At the maximum height \({{v}_{y}}\) is zero, so from Eq. \eqref{1} when \({{v}_{y}}=0\), we have \(t=\frac{{{v}_{i}}\sin \theta }{g}\) which is the time when the projectile reaches the maximum height. Now replacing \(t\) in Eq. \eqref{4} by \(t=\frac{{{v}_{i}}\sin \theta }{g}\) we get the maximum height \(h\), so \({{y}_{\max }}=h\) is \[\begin{align*} {{y}_{\max }}&=h=({{v}_{i}}\sin \theta )\left( \frac{{{v}_{i}}\sin \theta }{g} \right)-\frac{1}{2}g{{\left( \frac{{{v}_{i}}\sin \theta }{g} \right)}^{2}} \\ \text{or,}\quad h&=\frac{{{v}_{i}}^{2}{{\sin }^{2}}\theta }{2g} \tag{6} \label{6} \end{align*}\] The total distance between the launch point and the point where the projectile hits the ground is the maximum horizontal range \(R\). Now we find the time in which the projectile hits the ground. When the projectile hits the ground \(y = 0\) in Eq. \eqref{4} so, \[\begin{align*} ({{v}_{i}}\sin \theta )t-\frac{1}{2}g{{t}^{2}}&=0 \\ \left( {{v}_{i}}\sin \theta -\frac{1}{2}gt \right)t&=0 \\ \text{Either,}\ \left( {{v}_{i}}\sin \theta -\frac{1}{2}gt \right)&=0\Rightarrow t=\frac{2{{v}_{i}}\sin \theta }{g} \\ \text{or,}\ t&=0 \\ \end{align*}\]The time \(t=0\) is the initial time when the projectile was lunched at the origin but \(t=\frac{2{{v}_{i}}\sin \theta }{g}\) is the time when the projectile hit the ground.

In both cases the height of the projectile \(y\) is zero. To find the maximum horizontal range we use \(t=\frac{2{{v}_{i}}\sin \theta }{g}\) and put this value in Eq. \eqref{3}. Using Eq. \eqref{3} the maximum horizontal range \({{x}_{\max }}=R\) is,

\[\begin{align*} & {{x}_{\max }}=R={{v}_{i}}\cos \theta \left( \frac{2{{v}_{i}}\sin \theta }{g} \right)=\frac{2{{v}_{i}}^{2}\sin \theta \cos \theta }{g} \\ & \text{or,}\quad R=\frac{{{v}_{i}}^{2}\sin 2\theta }{g} \tag{7} \label{7} \end{align*}\]

The time the projectile takes to the reach the ground is two times the time it takes to reach the maximum height.

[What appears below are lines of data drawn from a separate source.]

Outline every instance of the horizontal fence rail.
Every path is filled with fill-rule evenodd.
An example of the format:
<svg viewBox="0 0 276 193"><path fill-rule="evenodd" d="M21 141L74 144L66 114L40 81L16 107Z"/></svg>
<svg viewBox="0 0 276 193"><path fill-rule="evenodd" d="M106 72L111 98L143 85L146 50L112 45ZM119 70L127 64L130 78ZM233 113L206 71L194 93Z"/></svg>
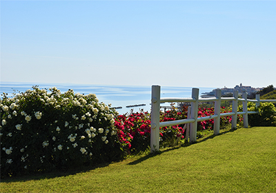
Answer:
<svg viewBox="0 0 276 193"><path fill-rule="evenodd" d="M160 86L152 86L152 99L151 99L151 131L150 131L150 152L159 151L159 129L163 127L170 125L176 125L180 124L188 124L187 132L190 139L190 143L195 142L197 140L197 122L209 119L214 119L214 134L219 134L219 121L221 116L232 116L232 128L237 127L237 116L239 114L244 116L244 126L248 127L248 114L257 114L258 112L247 111L247 103L256 103L257 106L259 105L260 102L276 102L276 99L260 100L259 94L256 94L256 99L247 99L247 94L242 94L242 99L238 99L238 92L234 91L233 97L221 97L221 90L216 90L215 97L199 99L199 90L198 88L193 88L191 98L160 98ZM232 101L232 112L226 113L221 113L221 102L225 101ZM208 116L198 117L198 104L199 102L215 102L215 114ZM243 112L237 112L237 103L242 102ZM188 118L186 119L170 121L166 122L160 122L160 103L191 103L188 112ZM190 125L189 125L190 124ZM185 127L186 125L185 125ZM186 132L187 133L187 132Z"/></svg>

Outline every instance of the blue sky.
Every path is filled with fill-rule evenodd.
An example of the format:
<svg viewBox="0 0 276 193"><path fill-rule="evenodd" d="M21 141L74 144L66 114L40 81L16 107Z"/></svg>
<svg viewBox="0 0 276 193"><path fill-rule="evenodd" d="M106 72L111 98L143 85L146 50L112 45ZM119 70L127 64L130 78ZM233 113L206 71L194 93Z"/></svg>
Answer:
<svg viewBox="0 0 276 193"><path fill-rule="evenodd" d="M275 1L1 1L1 81L276 85Z"/></svg>

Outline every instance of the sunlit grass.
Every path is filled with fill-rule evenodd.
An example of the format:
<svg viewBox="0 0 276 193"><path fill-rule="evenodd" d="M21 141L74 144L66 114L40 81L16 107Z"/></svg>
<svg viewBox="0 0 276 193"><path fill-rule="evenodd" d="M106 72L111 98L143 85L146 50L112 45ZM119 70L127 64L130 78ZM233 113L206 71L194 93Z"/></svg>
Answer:
<svg viewBox="0 0 276 193"><path fill-rule="evenodd" d="M83 172L4 179L1 192L275 192L276 128L221 132Z"/></svg>

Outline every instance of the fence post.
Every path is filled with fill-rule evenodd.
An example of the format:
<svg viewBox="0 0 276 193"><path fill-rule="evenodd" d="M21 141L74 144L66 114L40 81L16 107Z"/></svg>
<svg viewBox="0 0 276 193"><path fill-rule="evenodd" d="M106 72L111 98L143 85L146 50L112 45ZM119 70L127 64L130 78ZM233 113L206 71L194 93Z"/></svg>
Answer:
<svg viewBox="0 0 276 193"><path fill-rule="evenodd" d="M256 94L256 100L258 101L256 103L256 107L258 108L259 106L259 94Z"/></svg>
<svg viewBox="0 0 276 193"><path fill-rule="evenodd" d="M187 119L190 119L190 106L188 107ZM186 130L186 140L188 140L190 138L190 123L186 123L187 128Z"/></svg>
<svg viewBox="0 0 276 193"><path fill-rule="evenodd" d="M219 134L219 122L220 122L220 104L221 102L221 90L217 89L215 96L219 99L218 101L215 101L215 114L219 116L214 119L214 134Z"/></svg>
<svg viewBox="0 0 276 193"><path fill-rule="evenodd" d="M248 128L248 114L247 113L247 93L244 92L242 93L242 99L245 101L242 101L242 111L245 112L246 114L244 114L244 127L245 128Z"/></svg>
<svg viewBox="0 0 276 193"><path fill-rule="evenodd" d="M239 92L237 90L234 91L233 97L236 99L233 100L232 103L232 112L235 113L235 114L232 115L232 129L237 128L237 99L239 97Z"/></svg>
<svg viewBox="0 0 276 193"><path fill-rule="evenodd" d="M160 86L151 88L150 152L159 150Z"/></svg>
<svg viewBox="0 0 276 193"><path fill-rule="evenodd" d="M195 121L191 123L190 124L190 143L193 143L197 141L199 93L199 89L195 88L193 88L192 98L195 99L195 102L192 102L191 104L190 118L195 119Z"/></svg>

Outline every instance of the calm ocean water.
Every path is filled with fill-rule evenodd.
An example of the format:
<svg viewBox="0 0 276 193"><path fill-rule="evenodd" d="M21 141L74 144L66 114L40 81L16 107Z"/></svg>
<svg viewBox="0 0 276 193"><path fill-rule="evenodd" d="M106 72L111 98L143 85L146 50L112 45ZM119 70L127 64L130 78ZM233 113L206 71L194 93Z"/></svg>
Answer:
<svg viewBox="0 0 276 193"><path fill-rule="evenodd" d="M57 87L61 92L72 89L75 93L87 94L96 94L100 102L106 104L111 103L112 107L122 107L117 109L120 114L129 112L131 109L134 112L150 110L151 85L149 86L128 86L128 85L105 85L86 84L61 84L61 83L32 83L1 82L0 93L8 93L12 96L12 93L25 92L32 89L32 85L38 85L40 89ZM190 97L192 87L167 87L161 86L161 97ZM199 94L212 91L215 88L199 88ZM15 91L15 92L14 92ZM146 104L144 106L126 108L128 105ZM161 105L169 106L169 103Z"/></svg>

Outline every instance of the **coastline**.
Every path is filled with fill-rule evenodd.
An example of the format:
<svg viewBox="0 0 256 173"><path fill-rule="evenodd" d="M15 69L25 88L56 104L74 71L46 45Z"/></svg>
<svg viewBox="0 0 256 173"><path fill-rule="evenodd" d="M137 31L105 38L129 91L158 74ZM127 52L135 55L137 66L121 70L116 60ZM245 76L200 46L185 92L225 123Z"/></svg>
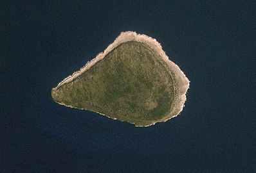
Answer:
<svg viewBox="0 0 256 173"><path fill-rule="evenodd" d="M59 85L54 88L53 90L57 90L60 86L66 83L73 81L75 78L81 75L83 72L89 70L91 67L96 64L98 62L103 60L105 56L122 43L125 43L129 41L136 41L138 42L143 42L148 45L152 50L155 51L156 53L159 54L160 57L166 62L172 75L174 77L177 83L174 86L174 93L178 94L179 97L174 95L173 104L172 104L169 113L161 119L156 120L154 122L149 122L148 125L139 125L134 124L136 127L147 127L151 125L155 124L158 122L165 122L169 119L175 117L178 115L182 111L184 107L184 103L186 101L186 93L189 88L189 81L186 77L184 73L181 71L179 67L174 63L171 62L169 57L167 56L165 53L162 49L161 44L156 41L156 39L152 38L145 35L137 34L133 31L125 31L122 32L120 35L114 40L114 41L103 52L100 53L97 56L92 60L88 62L84 67L82 67L78 71L75 72L71 76L69 76L65 78L63 81L59 83ZM57 102L58 103L58 102ZM60 104L64 105L68 107L74 108L73 106L66 105L62 103L58 103ZM96 112L100 115L105 115L109 118L111 118L106 115L102 113ZM113 119L113 118L111 118ZM120 121L122 121L120 120ZM128 121L129 122L129 121ZM130 122L131 123L131 122ZM149 124L150 123L150 124Z"/></svg>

The above derivation and the nature of how a projectile motion takes place lead us to understand that the two motions a projectile has are completely independent with each other. It is the same thing as one motion does not know the existence of the other motion and vice versa. And we can simply use the equations of motion (kinematic equations) for solving the complicated looking problem easily (equation of the trajectory of the projectile).